Initially accepting the investigation's conclusions and threatening to remove McDonald, Grant later retracted this warning, saying, “Let no guilty guy escape if it can be avoided." However, McDonald was able to persuade the president that he was innocent by claiming that the prosecution in the case, particularly Treasury Secretary Bristow, was politically motivated in order to help himself secure the Republican presidential nominee in 1876.
Grant apparently became irate over the probe by the time Babcock was charged in December 1875. By this time, McDonald had already been found guilty in St. Louis, jailed, and fined tens of thousands of dollars.
Henderson charged Babcock with obstructing justice during the trial of another alleged ring member, implying that Babcock's conduct prompted concerns about Grant's potential involvement in the affair. Grant finally had enough of it and sacked Henderson as the special prosecutor, appointing James Brodhead in his place. Early in February 1876, when Orville Babcock's trial in St. Louis got underway, Grant informed his cabinet that he intended to testify on behalf of his friend. Grant consented to testify through sworn deposition in the White House rather than in person at the request of Secretary of State Hamilton Fish, who wanted to prove Babcock's innocence.
Grant's testimony played a significant role in the jury's decision to acquit Babcock, making him the only significant defendant in the Whiskey Ring Scandal to do so. Despite Babcock's efforts, the public outcry compelled him to quit from his position at the White House. Days later, he was charged with and tried for his alleged involvement in the Safe Burglary Conspiracy, another Grant administration crime, but was once again found not guilty.
At the conclusion of all the trials, 110 of the 238 suspects in the Whiskey Ring investigation had been found guilty, and more than $3 million in stolen tax money had been recovered.
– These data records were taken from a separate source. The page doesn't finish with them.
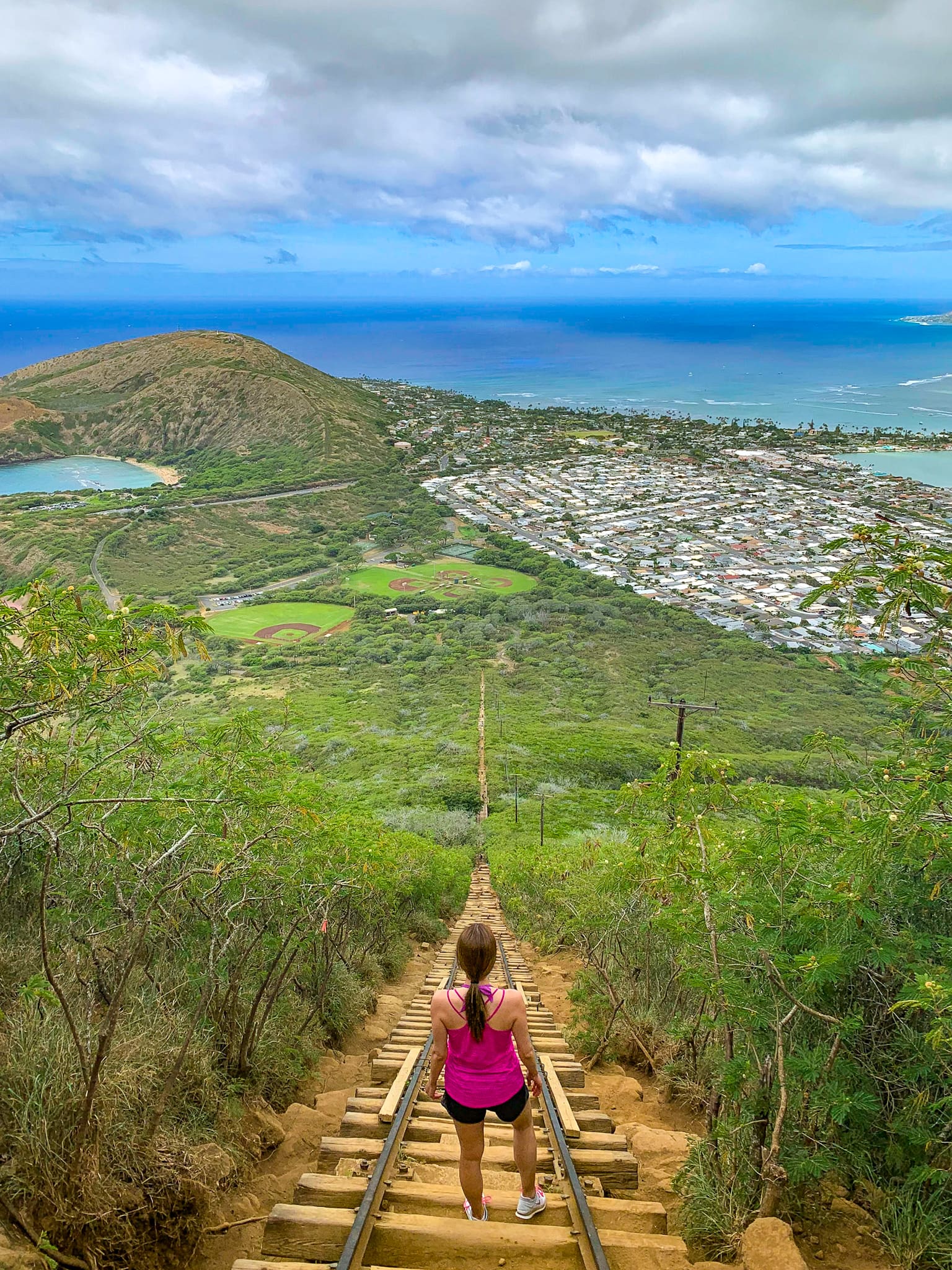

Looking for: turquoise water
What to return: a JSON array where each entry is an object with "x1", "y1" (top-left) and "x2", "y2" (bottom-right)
[
  {"x1": 0, "y1": 455, "x2": 160, "y2": 495},
  {"x1": 838, "y1": 450, "x2": 952, "y2": 489}
]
A victim of the political consequences, Benjamin Bristow resigned as Grant's treasury secretary in June 1876. He did run for the Republican presidential nomination, but Rutherford B. Hayes won it instead, going on to win the contentious 1876 presidential election.
Effects And Consequences:
Although Grant was never explicitly accused of any wrongdoing in the controversy, the involvement of his acquaintances, political appointees, and friends significantly damaged Grant's reputation and legacy as the Civil War hero president. Grant expressed his disappointment to Congress and the American people, reassuring them that his "Failures" had actually been "errors of judgment, not of malice."
Grant resigned office in 1876 after eight scandal-riddled years and embarked on a two-year globe tour with his family. Grant's last-ditch efforts to become the 1880 Republican presidential nominee fell short in favor of James Garfield.
The Compromise of 1877, an unwritten agreement informally arranged among some members of the U.S. Congress that resolved the hotly contested 1876 presidential election, ended Grant's presidency. This was due to the Whiskey Ring Scandal and other alleged Republican Party abuses of power by the Republican Party.
Even though Democrat Samuel J. Tilden had won the majority of the popular vote, Republican Rutherford B. Hayes was still given the presidency by Congress on the condition that he would withdraw the last of the federal troops from the former Confederate states of South Carolina, Florida, and Louisiana. The Reconstruction Era was virtually over when Hayes kept his word.